Stage File Operations in Snowflake
Why Stage File Operations Matter
Stage file operations are fundamental to data loading and unloading in Snowflake. Understanding how to manage files within stages is essential for data engineers and administrators who need to efficiently move data in and out of Snowflake. These operations form the backbone of ETL processes and data pipeline management.
What Are Stage File Operations?
Stage file operations refer to the commands and processes used to interact with files stored in Snowflake stages. Stages are storage locations that hold data files before loading into tables or after unloading from tables. There are three types of stages:
- Internal Stages: Storage managed by Snowflake (user stages, table stages, named stages)
- External Stages: Cloud storage locations (S3, Azure Blob, GCS) referenced by Snowflake
Key Stage File Operation Commands
PUT Command:
- Uploads files from a local machine to an internal stage
- Only works with internal stages, not external stages
- Can only be executed from SnowSQL, Snowflake connectors, or drivers (not the web UI)
- Syntax: PUT file://path/to/file @stage_name
GET Command:
- Downloads files from an internal stage to a local machine
- Only works with internal stages
- Can only be executed from SnowSQL, Snowflake connectors, or drivers
- Syntax: GET @stage_name file://local/path
LIST Command:
- Displays files in a stage
- Works with both internal and external stages
- Syntax: LIST @stage_name
- Can use pattern matching to filter results
REMOVE Command:
- Deletes files from a stage
- Works with both internal and external stages
- Syntax: REMOVE @stage_name/filename or REMOVE @stage_name PATTERN='pattern'
How Stage File Operations Work
1. File Upload Process: Files are compressed and encrypted during PUT operations. Auto-compression is enabled by default, and files are split into chunks for parallel processing.
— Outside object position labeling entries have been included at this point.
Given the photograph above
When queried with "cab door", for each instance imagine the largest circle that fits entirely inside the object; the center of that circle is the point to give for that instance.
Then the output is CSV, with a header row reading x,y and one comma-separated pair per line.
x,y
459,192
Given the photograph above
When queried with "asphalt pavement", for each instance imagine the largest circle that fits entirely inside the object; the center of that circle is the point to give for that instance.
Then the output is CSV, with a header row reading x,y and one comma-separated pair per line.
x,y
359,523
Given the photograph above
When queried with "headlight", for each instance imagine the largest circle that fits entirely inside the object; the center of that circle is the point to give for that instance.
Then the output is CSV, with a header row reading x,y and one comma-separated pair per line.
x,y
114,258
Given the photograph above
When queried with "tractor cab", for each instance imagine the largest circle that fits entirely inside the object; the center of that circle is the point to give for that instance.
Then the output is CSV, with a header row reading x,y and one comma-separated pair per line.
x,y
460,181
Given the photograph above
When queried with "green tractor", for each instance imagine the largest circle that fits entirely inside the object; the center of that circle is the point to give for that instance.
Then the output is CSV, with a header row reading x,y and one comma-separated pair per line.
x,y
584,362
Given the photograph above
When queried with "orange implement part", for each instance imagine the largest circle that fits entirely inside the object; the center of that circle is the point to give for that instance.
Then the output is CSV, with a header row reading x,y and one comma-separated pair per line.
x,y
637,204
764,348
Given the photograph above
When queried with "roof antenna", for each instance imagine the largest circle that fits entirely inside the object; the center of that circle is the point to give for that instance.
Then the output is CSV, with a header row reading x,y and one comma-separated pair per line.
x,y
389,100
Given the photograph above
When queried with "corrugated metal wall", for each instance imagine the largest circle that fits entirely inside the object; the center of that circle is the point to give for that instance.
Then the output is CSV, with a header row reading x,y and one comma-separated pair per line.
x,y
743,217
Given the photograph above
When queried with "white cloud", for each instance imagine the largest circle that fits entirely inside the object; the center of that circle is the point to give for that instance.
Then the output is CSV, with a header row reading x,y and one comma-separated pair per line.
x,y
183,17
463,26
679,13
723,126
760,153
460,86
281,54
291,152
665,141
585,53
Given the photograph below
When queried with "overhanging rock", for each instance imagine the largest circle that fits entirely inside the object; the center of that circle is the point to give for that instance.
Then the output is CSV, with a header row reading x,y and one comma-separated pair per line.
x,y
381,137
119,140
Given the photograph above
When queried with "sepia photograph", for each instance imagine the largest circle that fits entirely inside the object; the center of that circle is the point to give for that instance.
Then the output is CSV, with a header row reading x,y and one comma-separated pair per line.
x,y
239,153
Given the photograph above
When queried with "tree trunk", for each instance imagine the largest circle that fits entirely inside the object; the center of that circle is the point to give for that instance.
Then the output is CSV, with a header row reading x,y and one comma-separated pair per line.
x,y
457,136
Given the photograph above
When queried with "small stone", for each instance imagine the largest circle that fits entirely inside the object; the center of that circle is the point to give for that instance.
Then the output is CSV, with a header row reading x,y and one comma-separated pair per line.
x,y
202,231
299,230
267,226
2. File Staging: Once in a stage, files can be queried using the $1, $2 notation for column references before loading, allowing data validation.
3. File Metadata: Snowflake tracks metadata about staged files, including file paths, sizes, and modification timestamps accessible through LIST command output.
4. Purge Options: During COPY INTO operations, the PURGE option can automatically remove files after successful loading.
Exam Tips: Answering Questions on Stage File Operations
Tip 1: Remember that PUT and GET commands only work with internal stages. External stage files must be managed through the cloud provider's tools or REMOVE command in Snowflake.
Tip 2: Know that PUT and GET cannot be executed through the Snowflake web interface. They require SnowSQL, JDBC, ODBC, or other connectors.
Tip 3: Understand the difference between table stages (@%tablename), user stages (@~), and named stages (@stagename) for file operation context.
Tip 4: Be aware that the LIST command shows file metadata but does not show the actual content of files. To preview data, you need to query the stage using SELECT statements.
Tip 5: Remember that REMOVE command can use PATTERN parameter for bulk deletion of files matching a specific pattern.
Tip 6: Know that auto-compression during PUT uses gzip by default, and you can control this behavior with the AUTO_COMPRESS and SOURCE_COMPRESSION parameters.
Tip 7: For questions about file formats, remember that stages can have default file format options defined, which apply to all operations on that stage unless overridden.
Tip 8: When questions reference cleaning up after data loading, the PURGE=TRUE option with COPY INTO is the recommended approach rather than separate REMOVE commands.